John McDonald served as the president of the Henry Ford College (HFC) Federation of Teachers, Local 1650 for an unprecedented 43 years and was a faculty member at HFC for nearly 53 years.
McDonald also served as the American Federation of Teachers (AFT) national vice president since 2012 and was re-elected in 2020.
McDonald is survived by his wife of 16 years, Denise, his four children, two step-children and several grandchildren.
The college said that when McDonald joined the faculty of HFC (then Henry Ford Community College) in 1969, he did not plan to spend his entire career there.
“I had fellowship offers to pursue a Ph.D. in the U.S. and overseas,” he said. “These were rescinded because I was subject to the Vietnam War draft. I did not serve in the military, but I have the highest respect for those who sacrificed and served. I soon saw that a career spent teaching working-class, first-generation and immigrant community college students would serve our community and country and give students the opportunity to achieve, as HFC and its faculty had done for me.”
McDonald was also active in representing teachers’ union interests in the combined Dearborn School District and HFC board. Being an astute political operative, he also had a longtime relationship with the local Arab American community.

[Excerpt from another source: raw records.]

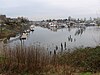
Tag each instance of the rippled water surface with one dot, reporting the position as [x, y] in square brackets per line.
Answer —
[74, 37]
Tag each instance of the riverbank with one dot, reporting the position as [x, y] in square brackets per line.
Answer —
[35, 60]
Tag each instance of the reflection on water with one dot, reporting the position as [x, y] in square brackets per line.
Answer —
[62, 39]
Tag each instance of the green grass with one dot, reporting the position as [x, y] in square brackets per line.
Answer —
[86, 73]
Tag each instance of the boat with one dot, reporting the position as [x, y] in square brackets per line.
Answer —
[23, 36]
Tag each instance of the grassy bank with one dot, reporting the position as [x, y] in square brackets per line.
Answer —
[35, 60]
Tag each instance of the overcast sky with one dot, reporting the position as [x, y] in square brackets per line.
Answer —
[54, 9]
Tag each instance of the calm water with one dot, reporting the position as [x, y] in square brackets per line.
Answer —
[74, 37]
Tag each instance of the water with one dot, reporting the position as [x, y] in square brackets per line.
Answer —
[74, 37]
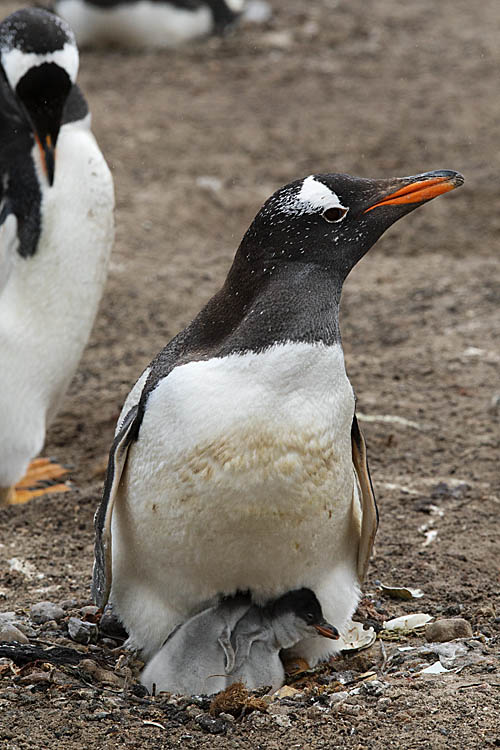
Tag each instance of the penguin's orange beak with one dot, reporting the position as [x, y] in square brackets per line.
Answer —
[326, 630]
[48, 154]
[424, 188]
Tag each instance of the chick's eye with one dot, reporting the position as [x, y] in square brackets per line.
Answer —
[334, 214]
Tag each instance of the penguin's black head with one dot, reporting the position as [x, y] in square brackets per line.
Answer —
[332, 220]
[225, 13]
[39, 59]
[303, 605]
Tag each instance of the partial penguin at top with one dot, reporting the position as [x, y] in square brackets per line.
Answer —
[238, 463]
[147, 24]
[56, 233]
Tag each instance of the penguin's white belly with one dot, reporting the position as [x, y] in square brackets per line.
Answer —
[49, 302]
[135, 24]
[241, 478]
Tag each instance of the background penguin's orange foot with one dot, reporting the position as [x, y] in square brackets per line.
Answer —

Founders of the Arab American Political Action Committee (AAPAC) also remember him for his tenacity and forthrightness when it came to dealings on local education issues, even though the organization and McDonald didn’t always see eye to eye on some matters.
“He was a great person who really worked very hard and had a great impact on Dearborn’s educational institutions, and Dearborn in general,” said local attorney Abed Hammoud, a founding member of AAPAC. “He really cared about the things he was fighting for.

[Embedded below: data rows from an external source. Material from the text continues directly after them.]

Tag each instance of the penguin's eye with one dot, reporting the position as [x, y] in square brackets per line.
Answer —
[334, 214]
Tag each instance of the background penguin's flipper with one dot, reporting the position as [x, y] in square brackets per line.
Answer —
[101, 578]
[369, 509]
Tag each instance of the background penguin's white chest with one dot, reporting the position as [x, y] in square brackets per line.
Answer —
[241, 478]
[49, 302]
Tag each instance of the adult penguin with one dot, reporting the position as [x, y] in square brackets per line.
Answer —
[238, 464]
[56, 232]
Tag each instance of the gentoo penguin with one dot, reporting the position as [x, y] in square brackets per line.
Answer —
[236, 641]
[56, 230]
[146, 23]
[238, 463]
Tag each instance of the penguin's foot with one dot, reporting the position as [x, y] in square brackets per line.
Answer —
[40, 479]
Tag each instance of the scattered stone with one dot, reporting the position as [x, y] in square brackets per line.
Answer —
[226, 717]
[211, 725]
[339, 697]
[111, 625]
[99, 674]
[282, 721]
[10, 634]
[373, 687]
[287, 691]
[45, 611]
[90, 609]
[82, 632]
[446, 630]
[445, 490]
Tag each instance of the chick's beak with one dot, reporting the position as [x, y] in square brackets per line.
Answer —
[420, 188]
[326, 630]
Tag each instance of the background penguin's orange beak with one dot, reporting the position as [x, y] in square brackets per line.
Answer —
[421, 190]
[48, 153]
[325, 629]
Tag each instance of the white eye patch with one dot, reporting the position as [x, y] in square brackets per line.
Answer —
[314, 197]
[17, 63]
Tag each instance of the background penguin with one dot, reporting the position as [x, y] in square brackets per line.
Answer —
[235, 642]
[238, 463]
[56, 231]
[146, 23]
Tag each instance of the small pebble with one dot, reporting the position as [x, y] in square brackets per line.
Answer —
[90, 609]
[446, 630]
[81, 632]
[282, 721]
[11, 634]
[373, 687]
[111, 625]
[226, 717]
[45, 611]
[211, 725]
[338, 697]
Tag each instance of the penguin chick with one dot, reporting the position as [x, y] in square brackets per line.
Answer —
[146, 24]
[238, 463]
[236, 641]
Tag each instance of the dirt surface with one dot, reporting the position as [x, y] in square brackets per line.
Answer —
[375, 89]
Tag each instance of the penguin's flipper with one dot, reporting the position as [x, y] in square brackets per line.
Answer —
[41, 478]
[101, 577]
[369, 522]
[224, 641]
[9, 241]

“Even when we were (political) adversaries, he was what I would call a worthy adversary, who always played by the rules,” Hammoud added.
But over time, McDonald also proved to be a friend and reliable ally of the community and collaborated with it on many school issues.
“He was a fighter and alway stood his ground,” said The Arab American News Publisher Osama Siblani, also an AAPAC founding member. “He fought for his union until the last breath he took.”
McDonald was a student at HFC from 1964-66. He transferred to the University of Michigan in Ann Arbor, where he earned both his bachelor’s and master’s degrees in English. He began teaching at HFC in 1969, focusing on 19th century American literature and English composition.
McDonald’s involvement in Local 1650 began shortly after receiving tenure in 1971. He also co-chaired advocacy campaigns for nearly 20 operational and capital improvement ballot proposals, including local millages that helped fund HFC.
In 2018, to celebrate of McDonald’s 40th anniversary as president of Local 1650, his fellow officers in the union dedicated the Library of Labor Studies on the first floor of the Eshleman Library on the main campus, in his honor.
“President McDonald was the consummate teacher, including teaching me about many topics,” said HFC President Russell Kavalhuna. “I learned a lot from him and I am grateful for that. His knowledge of the College and community were invaluable during the years we worked together. He worked hard on behalf of students and faculty and he will be well remembered at Henry Ford College. John was a good man. I am better for having known and worked with him.”